Sore ini aku memacu Mattyku lagi. Rencananya jam lima aku sudah harus tancap gas agar bisa pulang cepat. Namun karena ada diskusi mendadak mengenai tugas kelompok, aku harus menunda rencana itu. Beberapa menit setelah pukul lima aku baru bisa menancap gas. Dan seperti biasa ketika meleweati daerah Palur, kemacetan dan chaos selalu terjadi. Dari mobil besar sampai sepeda onthel yang dikendarai seorang ibu setengah baya berlomba untuk menyeberang jalan. Kebetulan aku berada di belakang ibu tersebut, tentu saja dengan sadar aku membiarkan ibu tersebut mencapai seberang jalan lebih dulu. Dan ini memang tidak selalu terjadi pada diriku. Di lain kesempatan aku pernah mengutamakan egoku agar aku bisa cepat sampai rumah. Aku melupakan sebuah slogan sederhana. Biar lambat asal selamat.
Setelah berhasil melewati Palur, aku dilenakan oleh jalan yang sepi di daerah Bekonang. Jalan yang halus karena baru diperbaiki terasa nyaman. Sayangnya malam mulai mengintai dan itu artinya aku harus waspada. Tiba-tiba suara azan Maghrib mulai terdengar. Saat itu kira-kira pukul 17.35 WIB. Aku sudah memprediksi akan sampai rumah pukul 18.15, jadi aku masih melanjutkan kemudiku.

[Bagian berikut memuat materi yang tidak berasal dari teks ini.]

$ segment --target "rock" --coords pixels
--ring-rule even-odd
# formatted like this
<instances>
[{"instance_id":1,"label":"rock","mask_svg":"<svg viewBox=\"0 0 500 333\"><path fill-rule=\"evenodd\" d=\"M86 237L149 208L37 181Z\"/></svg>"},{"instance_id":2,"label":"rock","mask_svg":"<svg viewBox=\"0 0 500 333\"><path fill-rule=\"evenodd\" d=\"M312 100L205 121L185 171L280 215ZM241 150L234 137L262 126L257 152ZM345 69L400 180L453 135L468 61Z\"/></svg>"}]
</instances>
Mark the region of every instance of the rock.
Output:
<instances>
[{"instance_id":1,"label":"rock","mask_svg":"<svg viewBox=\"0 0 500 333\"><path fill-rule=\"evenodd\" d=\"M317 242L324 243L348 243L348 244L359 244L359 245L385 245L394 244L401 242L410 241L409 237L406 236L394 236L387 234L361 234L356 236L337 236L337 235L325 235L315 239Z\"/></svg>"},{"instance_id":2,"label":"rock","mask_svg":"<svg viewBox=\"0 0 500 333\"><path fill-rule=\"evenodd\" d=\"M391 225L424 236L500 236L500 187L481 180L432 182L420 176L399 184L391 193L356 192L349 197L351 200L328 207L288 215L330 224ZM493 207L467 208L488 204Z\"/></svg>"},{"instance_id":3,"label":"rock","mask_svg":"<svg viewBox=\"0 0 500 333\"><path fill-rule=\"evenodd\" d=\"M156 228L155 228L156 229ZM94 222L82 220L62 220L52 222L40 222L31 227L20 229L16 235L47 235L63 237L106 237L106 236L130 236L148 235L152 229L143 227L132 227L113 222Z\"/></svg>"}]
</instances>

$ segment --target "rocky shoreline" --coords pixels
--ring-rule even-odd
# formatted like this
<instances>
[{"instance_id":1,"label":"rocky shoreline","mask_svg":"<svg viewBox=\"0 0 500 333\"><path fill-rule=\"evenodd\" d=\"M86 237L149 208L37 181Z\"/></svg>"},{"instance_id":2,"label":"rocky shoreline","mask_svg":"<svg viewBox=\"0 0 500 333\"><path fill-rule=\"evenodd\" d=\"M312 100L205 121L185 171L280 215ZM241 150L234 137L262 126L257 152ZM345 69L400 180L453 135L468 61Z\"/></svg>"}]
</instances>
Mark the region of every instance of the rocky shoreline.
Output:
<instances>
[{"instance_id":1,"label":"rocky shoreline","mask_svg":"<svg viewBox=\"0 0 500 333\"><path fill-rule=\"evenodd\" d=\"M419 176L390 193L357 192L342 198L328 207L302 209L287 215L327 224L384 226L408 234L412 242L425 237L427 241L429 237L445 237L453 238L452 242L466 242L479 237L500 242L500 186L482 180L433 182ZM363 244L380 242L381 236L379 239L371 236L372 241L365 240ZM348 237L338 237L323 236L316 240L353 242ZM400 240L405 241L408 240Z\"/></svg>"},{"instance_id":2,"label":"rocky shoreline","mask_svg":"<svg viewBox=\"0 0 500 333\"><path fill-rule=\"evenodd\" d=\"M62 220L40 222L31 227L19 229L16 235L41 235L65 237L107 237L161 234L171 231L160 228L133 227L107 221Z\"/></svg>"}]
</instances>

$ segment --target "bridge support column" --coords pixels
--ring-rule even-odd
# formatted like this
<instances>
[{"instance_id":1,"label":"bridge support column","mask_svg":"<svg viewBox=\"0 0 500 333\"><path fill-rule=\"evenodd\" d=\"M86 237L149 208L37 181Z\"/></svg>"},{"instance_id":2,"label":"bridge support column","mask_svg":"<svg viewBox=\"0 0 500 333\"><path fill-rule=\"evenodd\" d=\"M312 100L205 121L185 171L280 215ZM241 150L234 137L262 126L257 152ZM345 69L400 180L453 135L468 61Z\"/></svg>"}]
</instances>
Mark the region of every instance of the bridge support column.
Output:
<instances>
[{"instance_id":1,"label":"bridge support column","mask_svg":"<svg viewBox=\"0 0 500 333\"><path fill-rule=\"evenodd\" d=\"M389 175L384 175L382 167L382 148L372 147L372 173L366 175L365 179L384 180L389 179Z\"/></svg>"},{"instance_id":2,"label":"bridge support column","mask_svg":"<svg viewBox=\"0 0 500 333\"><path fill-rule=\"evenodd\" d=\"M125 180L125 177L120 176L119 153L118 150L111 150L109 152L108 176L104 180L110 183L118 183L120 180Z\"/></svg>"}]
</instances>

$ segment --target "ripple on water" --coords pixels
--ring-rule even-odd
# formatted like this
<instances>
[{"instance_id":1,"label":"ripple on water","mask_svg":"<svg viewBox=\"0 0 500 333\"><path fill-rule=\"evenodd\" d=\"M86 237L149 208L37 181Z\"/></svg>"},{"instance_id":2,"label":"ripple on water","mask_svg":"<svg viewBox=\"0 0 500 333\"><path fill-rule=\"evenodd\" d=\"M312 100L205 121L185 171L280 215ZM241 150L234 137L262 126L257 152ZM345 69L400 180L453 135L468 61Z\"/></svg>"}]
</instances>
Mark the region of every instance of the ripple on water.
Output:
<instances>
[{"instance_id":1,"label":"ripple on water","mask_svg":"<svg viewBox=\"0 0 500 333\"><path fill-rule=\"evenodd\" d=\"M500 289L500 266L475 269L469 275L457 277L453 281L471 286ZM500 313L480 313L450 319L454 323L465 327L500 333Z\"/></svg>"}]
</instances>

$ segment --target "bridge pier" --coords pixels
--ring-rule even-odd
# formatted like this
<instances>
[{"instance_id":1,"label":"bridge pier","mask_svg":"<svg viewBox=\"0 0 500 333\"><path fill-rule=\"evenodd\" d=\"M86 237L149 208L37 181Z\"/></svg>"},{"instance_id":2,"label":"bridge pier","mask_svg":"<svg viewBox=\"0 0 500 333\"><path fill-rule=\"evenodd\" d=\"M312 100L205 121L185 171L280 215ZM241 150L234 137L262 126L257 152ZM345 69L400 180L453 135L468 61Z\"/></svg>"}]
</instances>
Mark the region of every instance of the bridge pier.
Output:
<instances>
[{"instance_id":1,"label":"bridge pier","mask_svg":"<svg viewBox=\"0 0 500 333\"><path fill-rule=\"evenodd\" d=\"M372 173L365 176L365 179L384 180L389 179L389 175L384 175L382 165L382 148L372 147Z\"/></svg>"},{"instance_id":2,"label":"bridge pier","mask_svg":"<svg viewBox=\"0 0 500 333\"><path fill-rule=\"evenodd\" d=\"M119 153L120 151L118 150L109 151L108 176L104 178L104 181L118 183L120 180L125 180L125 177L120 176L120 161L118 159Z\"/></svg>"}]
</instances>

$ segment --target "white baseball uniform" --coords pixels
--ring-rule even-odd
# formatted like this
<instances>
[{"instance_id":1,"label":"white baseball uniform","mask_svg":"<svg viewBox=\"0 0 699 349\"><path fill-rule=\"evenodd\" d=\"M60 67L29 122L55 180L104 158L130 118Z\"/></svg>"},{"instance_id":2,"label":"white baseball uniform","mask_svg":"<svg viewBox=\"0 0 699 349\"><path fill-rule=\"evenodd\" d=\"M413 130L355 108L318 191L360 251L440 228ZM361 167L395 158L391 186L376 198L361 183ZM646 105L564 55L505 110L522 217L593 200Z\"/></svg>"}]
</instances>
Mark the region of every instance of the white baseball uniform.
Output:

Melewati ruang dan waktu hanya dengan memutar setang dan duduk manis di jok motor. Selamat datang di abad 21! Sedikit ketakutan pada kejahatan di malam hari aku alihkan pada hal-hal yang sebenarnya tidak penting untuk dipikirkan. Lalu muncul bisikan lain lagi di pikiranku, tentang film tujuh psikopat yang aku tonton malam tadi. Apa mereka benar-benar ada? Pikiran yang menyimpang dan ricuh. Pembunuhan, tembak-menembak. Oh, aku mulai pusing memikirkan hal itu. Tapi muncul lagi bisikan lain. Ketika aku sudah dekat dengan Wonogiri, aku berfikir bagaimana jika sebentar lagi aku akan mati tertabrak mobil atau apa lah. Tapi itu tentu saja tidak terjadi karena tulisan ini bukan ditulis oleh hantu. Puji syukur bagi Allah Tuhan Semesta Alam.
Semakin dekat dan semakin dekat. Aku masih membiarkan Matty melaju. Sesekali aku mengusap spidometernya dan berdoa “Saat ini yang aku inginkan hanya pulang dengan selamat, Ya Allah.” Sembari aku membayangkan sepiring rendang buatan ibuku.